第十章 九死一生の策

「それで、どうしたの? なんだか難しい顔して悩んでたみたいだけど……」

「……いや、この里のために何か出来ることはねぇかなって考えてた」

「ええっ!? エルストも人間と戦ってくれるの!!」


 ……こいつの頭の中では、もう人間とドンパチやることは決定事項なのか。もう少し別の方法を考えようぜ……。

 あとさすがに、その選択肢は取りにくい。国家VS古竜の里の戦争で俺一人だけ離反したところで何の影響もないだろうし、意味なく犬死するのはごめんだ。

 

 ――抜け道を探す必要がある。

 今ある対立構造から穴を見つけて、それを利用するしかない。



 現状、この戦争はクエルト国とオーレス国の領土争いだ。どちらも空白地帯を欲している。そして古竜の里はその空白地帯に存在しており、両国にとっては邪魔な里。まだ存在すら知られてないだろうが、見つかるのは時間の問題だ。
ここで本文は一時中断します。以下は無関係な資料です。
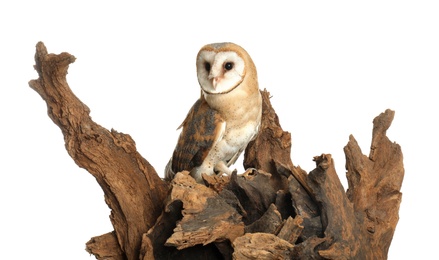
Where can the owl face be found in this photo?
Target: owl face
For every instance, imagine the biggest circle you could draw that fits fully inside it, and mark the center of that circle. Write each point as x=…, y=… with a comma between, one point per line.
x=219, y=71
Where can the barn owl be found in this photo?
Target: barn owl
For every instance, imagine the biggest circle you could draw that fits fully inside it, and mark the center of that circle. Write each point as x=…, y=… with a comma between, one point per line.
x=225, y=118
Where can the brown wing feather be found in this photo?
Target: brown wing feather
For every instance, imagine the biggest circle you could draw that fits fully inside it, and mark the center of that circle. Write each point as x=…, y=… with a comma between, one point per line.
x=201, y=129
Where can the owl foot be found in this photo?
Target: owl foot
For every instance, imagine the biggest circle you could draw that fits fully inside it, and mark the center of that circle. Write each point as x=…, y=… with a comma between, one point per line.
x=249, y=171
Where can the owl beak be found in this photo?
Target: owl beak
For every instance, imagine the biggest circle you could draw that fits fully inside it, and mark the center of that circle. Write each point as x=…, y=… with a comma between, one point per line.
x=215, y=81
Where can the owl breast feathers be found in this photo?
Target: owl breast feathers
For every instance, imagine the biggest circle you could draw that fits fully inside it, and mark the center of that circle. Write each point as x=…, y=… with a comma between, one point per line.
x=224, y=119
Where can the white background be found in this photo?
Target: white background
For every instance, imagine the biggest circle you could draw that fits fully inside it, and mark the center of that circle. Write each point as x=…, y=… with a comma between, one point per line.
x=331, y=67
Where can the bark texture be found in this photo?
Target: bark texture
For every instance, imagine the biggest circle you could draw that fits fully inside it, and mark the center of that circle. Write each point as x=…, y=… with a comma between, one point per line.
x=275, y=211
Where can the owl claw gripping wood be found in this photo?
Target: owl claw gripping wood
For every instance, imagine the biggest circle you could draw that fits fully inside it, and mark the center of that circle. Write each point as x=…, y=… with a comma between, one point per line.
x=224, y=119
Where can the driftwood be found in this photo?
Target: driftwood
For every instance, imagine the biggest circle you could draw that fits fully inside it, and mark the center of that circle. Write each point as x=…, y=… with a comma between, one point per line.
x=277, y=211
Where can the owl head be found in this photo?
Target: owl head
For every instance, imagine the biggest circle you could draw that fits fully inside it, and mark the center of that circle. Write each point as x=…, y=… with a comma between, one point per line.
x=222, y=67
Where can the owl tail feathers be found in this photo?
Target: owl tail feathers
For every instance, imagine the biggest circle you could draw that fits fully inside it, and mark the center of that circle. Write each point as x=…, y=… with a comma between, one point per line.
x=169, y=173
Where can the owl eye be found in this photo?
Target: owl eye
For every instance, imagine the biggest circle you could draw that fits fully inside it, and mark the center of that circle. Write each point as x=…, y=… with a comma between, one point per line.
x=228, y=66
x=207, y=66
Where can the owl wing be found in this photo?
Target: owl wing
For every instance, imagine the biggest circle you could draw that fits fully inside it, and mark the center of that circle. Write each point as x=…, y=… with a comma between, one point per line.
x=202, y=129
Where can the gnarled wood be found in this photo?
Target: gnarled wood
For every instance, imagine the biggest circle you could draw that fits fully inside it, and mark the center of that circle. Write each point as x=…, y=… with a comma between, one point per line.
x=276, y=211
x=132, y=188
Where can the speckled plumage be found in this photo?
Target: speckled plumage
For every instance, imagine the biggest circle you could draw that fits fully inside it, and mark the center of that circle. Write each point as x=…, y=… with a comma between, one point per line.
x=224, y=119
 ……今回の戦争、他と違うところがあるとするなら、それは両国とも正規兵より傭兵の数の方が多いという点だろう。これには事情がある。


 クエルト国とオーレス国、この二つはもともと空白地帯を挟んですら国交のある国々で、流通など互いに支え合っている部分が大きい。なのでガチのぶつかり合いをして国交断絶なんてことになったら、両国とも困る事態に陥ってしまう。


 だから傭兵を大量に雇い、戦争をしますというをとっているのだ。

 そもそも、両国ともただメンツのために「はい半分こ」と出来ないだけで、今回の戦争はどちらがどれだけの領土を手に入れるのにふさわしいかという、武力の示威行為に他ならない。
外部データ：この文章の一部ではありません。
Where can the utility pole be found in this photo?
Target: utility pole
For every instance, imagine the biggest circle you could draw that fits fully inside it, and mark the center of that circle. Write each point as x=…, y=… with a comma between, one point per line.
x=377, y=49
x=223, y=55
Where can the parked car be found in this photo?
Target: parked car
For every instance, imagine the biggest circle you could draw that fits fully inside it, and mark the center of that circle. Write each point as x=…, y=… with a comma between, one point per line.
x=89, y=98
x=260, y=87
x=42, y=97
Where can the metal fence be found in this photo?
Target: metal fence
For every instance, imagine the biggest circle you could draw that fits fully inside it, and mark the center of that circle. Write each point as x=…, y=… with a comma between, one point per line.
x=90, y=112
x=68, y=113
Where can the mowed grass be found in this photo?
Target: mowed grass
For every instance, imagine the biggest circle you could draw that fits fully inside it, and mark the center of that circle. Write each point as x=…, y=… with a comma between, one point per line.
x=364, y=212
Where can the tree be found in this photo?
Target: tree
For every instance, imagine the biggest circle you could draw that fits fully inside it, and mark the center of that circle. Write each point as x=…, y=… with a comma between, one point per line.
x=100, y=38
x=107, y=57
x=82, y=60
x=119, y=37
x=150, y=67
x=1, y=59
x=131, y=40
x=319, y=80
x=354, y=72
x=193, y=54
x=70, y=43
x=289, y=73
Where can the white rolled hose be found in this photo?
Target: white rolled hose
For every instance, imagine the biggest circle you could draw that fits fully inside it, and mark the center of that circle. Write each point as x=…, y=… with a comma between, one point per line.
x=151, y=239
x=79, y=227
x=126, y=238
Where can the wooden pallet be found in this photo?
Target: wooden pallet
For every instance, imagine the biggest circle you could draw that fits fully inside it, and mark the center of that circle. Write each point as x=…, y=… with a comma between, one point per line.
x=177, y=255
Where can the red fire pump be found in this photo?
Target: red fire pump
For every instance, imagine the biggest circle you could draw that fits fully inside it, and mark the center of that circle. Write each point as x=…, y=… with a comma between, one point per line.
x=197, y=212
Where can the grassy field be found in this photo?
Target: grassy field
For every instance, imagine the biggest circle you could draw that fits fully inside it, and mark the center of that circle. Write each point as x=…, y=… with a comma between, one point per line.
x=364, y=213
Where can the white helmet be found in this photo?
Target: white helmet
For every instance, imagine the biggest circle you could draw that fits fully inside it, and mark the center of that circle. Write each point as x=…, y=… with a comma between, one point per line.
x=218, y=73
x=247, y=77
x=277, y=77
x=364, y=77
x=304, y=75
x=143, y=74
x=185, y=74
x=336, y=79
 本気で戦争して遺恨が残っても困るから、とりあえず小競こぜり合いで優劣をつけて空白地帯を分け合いましょうね、ってことだ。領土問題というのは面倒なもので、こういった形式を踏まないと土地を分割することすらままならない。


 団長たちも同じ考えだったから、おそらく間違いはないだろう。しかし――

   

「……でもなあ、本気で戦争する気がないと言っても、この里が邪魔であることに違いはないんだよな……」 

「……もし考えが煮詰まっているなら、おじいちゃんのところに話でも聞きに行く? エルストがこの里のためにそんなに悩んでくれているんだから、きっとおじいちゃんも知恵を貸してくれるよ!」


 そう、だな。

 古竜たちもこの戦争についてずっと話し合いを続けているようだし、もうすでに解決策の一つや二つ出ているかもしれない。

 よし――。


「じゃあサラ、案内してくれるか?」

「分かった! たぶん、前と同じ所にいるから――」




『すまんのう、まだ何も浮かんどらん』

 

 ダメだった。

 サラの爺さんである老竜と最初に対面したあのドーム状の空間に着き相談後、第一声がそれだった。
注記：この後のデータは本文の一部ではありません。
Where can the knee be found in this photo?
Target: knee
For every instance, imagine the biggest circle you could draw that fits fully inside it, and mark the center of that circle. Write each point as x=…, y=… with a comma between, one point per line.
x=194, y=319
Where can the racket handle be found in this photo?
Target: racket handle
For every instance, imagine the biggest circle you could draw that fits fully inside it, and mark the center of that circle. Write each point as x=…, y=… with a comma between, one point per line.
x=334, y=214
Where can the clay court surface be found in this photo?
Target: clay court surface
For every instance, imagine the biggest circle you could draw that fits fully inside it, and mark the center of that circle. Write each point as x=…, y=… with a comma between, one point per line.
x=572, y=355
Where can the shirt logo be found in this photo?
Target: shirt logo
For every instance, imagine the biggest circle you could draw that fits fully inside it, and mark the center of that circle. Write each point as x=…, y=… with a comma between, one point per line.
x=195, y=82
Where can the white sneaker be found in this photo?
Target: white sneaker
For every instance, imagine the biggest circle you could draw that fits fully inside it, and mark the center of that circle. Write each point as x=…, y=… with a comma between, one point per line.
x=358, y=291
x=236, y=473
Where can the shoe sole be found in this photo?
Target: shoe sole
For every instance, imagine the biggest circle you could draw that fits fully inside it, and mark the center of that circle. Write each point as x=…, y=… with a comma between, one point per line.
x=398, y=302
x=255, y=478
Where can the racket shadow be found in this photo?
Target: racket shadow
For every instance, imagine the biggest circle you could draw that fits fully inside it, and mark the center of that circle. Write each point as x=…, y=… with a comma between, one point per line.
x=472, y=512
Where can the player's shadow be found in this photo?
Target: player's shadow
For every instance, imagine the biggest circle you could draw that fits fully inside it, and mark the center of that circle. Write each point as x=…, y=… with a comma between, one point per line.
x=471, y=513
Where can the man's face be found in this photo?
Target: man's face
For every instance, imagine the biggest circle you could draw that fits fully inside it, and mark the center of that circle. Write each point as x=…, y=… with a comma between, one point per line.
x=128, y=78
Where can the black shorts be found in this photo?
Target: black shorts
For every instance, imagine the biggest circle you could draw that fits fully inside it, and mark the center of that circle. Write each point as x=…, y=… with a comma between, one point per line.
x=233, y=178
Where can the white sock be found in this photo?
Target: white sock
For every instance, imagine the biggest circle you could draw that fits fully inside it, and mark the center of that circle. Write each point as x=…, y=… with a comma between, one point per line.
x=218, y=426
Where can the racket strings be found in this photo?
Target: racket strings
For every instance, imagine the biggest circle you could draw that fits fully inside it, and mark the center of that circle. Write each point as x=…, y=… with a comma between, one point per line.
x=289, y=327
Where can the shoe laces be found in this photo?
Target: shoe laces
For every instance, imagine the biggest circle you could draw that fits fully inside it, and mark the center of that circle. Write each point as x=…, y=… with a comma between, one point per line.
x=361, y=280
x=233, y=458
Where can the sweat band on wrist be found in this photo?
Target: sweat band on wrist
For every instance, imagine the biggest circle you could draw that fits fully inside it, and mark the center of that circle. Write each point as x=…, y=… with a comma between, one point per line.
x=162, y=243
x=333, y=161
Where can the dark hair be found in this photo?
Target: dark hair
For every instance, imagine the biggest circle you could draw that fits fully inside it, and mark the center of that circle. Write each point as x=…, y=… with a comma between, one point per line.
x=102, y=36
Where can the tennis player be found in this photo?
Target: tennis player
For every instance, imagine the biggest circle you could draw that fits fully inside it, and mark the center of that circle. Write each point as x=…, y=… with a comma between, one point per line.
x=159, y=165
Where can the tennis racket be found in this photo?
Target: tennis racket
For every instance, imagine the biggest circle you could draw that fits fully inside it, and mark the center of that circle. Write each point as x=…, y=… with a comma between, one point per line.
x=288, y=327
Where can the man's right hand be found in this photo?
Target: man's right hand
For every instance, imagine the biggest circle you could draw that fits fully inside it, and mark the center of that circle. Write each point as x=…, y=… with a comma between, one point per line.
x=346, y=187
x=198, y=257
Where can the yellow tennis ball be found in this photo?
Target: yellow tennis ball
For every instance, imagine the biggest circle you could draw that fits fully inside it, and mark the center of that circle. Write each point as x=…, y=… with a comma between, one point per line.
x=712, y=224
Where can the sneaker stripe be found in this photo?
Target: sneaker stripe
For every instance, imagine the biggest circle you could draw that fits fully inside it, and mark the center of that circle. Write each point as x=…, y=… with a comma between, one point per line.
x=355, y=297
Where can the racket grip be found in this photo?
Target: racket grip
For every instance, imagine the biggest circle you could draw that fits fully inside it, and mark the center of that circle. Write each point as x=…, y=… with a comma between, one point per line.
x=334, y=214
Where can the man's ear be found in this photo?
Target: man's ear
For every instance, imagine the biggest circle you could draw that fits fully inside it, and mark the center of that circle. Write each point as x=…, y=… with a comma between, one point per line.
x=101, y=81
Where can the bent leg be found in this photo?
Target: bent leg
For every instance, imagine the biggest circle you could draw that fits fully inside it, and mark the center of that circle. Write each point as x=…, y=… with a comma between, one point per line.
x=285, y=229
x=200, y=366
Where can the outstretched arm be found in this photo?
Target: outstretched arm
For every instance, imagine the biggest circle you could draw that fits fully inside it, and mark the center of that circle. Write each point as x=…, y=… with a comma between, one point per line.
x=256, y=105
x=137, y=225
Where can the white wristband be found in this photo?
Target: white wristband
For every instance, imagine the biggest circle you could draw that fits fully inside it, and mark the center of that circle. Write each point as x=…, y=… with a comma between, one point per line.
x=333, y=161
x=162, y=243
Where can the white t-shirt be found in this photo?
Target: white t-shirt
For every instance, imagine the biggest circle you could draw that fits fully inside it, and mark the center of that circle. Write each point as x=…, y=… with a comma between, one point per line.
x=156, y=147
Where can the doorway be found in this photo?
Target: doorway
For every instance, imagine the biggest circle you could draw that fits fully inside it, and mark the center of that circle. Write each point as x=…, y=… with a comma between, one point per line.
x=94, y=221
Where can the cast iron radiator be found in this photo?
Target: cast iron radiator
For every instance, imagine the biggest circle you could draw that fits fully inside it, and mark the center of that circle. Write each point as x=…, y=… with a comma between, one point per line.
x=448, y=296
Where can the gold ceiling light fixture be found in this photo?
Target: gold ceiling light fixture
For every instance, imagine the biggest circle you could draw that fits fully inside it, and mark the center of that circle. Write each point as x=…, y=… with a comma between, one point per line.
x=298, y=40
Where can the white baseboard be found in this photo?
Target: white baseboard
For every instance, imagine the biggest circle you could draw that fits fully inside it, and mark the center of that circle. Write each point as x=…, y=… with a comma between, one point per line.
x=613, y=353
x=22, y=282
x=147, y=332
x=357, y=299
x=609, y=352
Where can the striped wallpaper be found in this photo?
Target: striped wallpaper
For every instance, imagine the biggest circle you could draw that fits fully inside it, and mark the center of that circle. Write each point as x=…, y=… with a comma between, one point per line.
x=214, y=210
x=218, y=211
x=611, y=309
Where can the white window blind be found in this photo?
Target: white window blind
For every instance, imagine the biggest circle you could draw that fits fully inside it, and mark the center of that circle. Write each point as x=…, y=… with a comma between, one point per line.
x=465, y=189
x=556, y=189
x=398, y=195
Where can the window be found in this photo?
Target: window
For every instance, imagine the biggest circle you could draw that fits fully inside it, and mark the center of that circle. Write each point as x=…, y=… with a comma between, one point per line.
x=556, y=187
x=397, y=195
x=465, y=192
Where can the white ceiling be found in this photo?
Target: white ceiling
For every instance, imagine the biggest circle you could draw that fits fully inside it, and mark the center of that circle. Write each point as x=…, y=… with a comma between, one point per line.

『話し合いに参加した竜どもは無駄に長生きだけはしておるくせに、二言目には戦うしかない、死んだらそれはそれでしょうがないと、議論の余地がなくてのう……。生産的な案がひとつも出てこないんじゃ。あれでは、まだヌシと一対一で話をした方が実りがありそうじゃわい……』


 大きく鼻から息を吐き、やってられんわといった様子で愚痴をこぼす老竜。


『……ワシは人間が本格的に攻め込んでくる前に、この里にどれだけの戦力があるのかを見せつけ、相手を引かせること出来ればそれが最良の選択だと思うておる。いくらこの里が精強を誇ると言っても、わらわらと増え続ける人間の相手をし続けることは無理じゃからの。じゃが……』

「その示威行為が難しいですね。やり過ぎても恨みを買うし、中途半端ではそもそも意味がない……」

『うむ、向こうに被害を出さず、それでいてこの里の強靭さを知らしめることが出来れば、それが一番なのじゃが……」


 そんな方法があるのだろうか?

 確かに目の前の老竜もいることだし、俺だったら大金やるからこの里に攻め込めと言われても御免ごめんこうむりたい。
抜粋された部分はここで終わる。